Ada beberapa poin penting yang dipeloleh dari workshop sehari ini, di antaranya adalah bahwa
• Pemerintah Desa harus menjalankan fungsinya untuk mengawasi jalanya program dalam konteks kerja sama dengan Lembaga donor /LSM dan masyarakat Desa
• Kepala Desa perlu mengetahui anggaran dana yang dikeluarkan supaya bisa mengontrol setiap perkembagan pelaksanaan program dan tingkat perkembangan kelompok itu sendiri
• Badan Pengelola Air minum harus juga mencakup aspek pelayanan dan pengawasan di bidang sanitasi
• Term BPAM harus direvisi dan diganti dengan TERM Badan Pengelola Air Bersih dan Sanitasi (BPABS) sehingga ada kesinambungan program dan pelayanan di tingkat Desa
• BPABS menjalankan fungsi pemeriharaan sarana air bersih dan Sanitasi pasca pembangunan dan menjamin kualitas pelayanan di bidang air minum dan sanitasi bagi masyarakat Desa
• BPABS harus ditetapkan melalui PERDES yang mengikat secara hukum
• Iuran air harus ditagih oleh BPABS untuk perawatan Sarana lebih lanjut, dan ditetapkan dalam PERDEES
• Perlu evaluasi terhadap managemen BPABS oleh Pemerintah Desa dan masyarakat.

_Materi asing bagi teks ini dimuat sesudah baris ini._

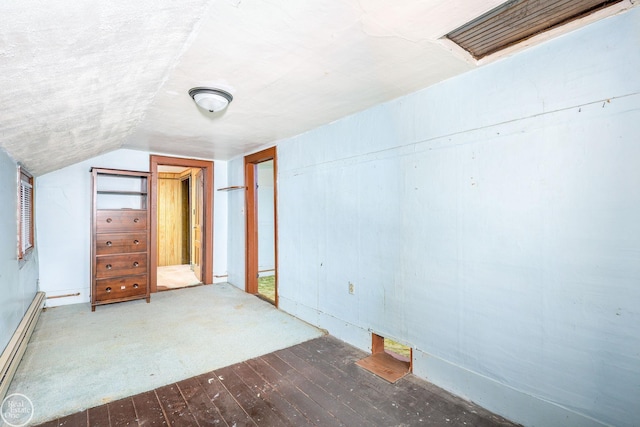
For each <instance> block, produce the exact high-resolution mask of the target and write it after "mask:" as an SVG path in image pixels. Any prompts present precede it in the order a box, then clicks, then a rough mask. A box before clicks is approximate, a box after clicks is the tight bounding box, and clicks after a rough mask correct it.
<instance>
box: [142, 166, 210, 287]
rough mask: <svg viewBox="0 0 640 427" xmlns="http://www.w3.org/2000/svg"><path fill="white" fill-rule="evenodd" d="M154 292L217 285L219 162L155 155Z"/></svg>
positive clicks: (151, 280) (152, 276)
mask: <svg viewBox="0 0 640 427" xmlns="http://www.w3.org/2000/svg"><path fill="white" fill-rule="evenodd" d="M150 170H151V173H152V178H151V188H150V192H151V209H150V210H151V212H150V214H151V250H150V256H151V270H150V289H151V292H157V291H161V290H167V289H175V288H180V287H186V286H194V285H197V284H201V283H204V284H210V283H213V265H212V263H213V203H212V194H213V193H212V189H213V162H210V161H205V160H196V159H183V158H176V157H165V156H151V165H150Z"/></svg>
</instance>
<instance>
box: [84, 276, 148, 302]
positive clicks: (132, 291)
mask: <svg viewBox="0 0 640 427" xmlns="http://www.w3.org/2000/svg"><path fill="white" fill-rule="evenodd" d="M146 294H147V275H146V274H142V275H139V276H128V277H118V278H113V279H100V280H96V295H95V299H96V301H109V300H117V299H120V298H130V297H134V296H138V295H146Z"/></svg>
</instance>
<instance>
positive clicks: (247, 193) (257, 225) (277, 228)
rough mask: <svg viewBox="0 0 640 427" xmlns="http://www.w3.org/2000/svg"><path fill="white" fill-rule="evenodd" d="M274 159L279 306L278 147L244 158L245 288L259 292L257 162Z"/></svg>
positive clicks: (275, 303)
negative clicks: (244, 212)
mask: <svg viewBox="0 0 640 427" xmlns="http://www.w3.org/2000/svg"><path fill="white" fill-rule="evenodd" d="M269 160H273V221H274V224H273V227H274V230H273V240H274V249H273V250H274V251H275V253H274V261H275V269H276V274H275V276H276V289H275V292H276V300H275V306H276V307H278V179H277V177H278V160H277V151H276V147H275V146H274V147H271V148H267V149H265V150H262V151H259V152H257V153H253V154H250V155H248V156H245V157H244V182H245V185H246V188H247V190H246V192H245V207H246V213H247V214H246V215H245V217H246V228H245V231H246V233H245V238H246V246H245V250H246V253H245V291H246V292H247V293H249V294H257V293H258V192H257V191H256V184H257V177H256V173H255V171H256V165H257V164H258V163H262V162H266V161H269Z"/></svg>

Apakah memang kerinduan untuk meningkatkan cakupan pelayanan di bidang Air Bersih dan Sanitasi itu akan terwujud melalui pembentukan BPABS ini? Inilah pertanyaan reflektif yang terkadang mengganggu idealisme pelayanan AMPL. Mungkin jawaban yang dapat diberikan adalah bahwa idealisme itu tidak mungkin terealisir secara sempurna. Namun idealisme tetap dan harus selalu ada, terutama sebagai sebuah langkah awal untuk menata manajemen pengelolaan SAB dan sanitasi tingkat Desa yang belum pernah terpikirkan.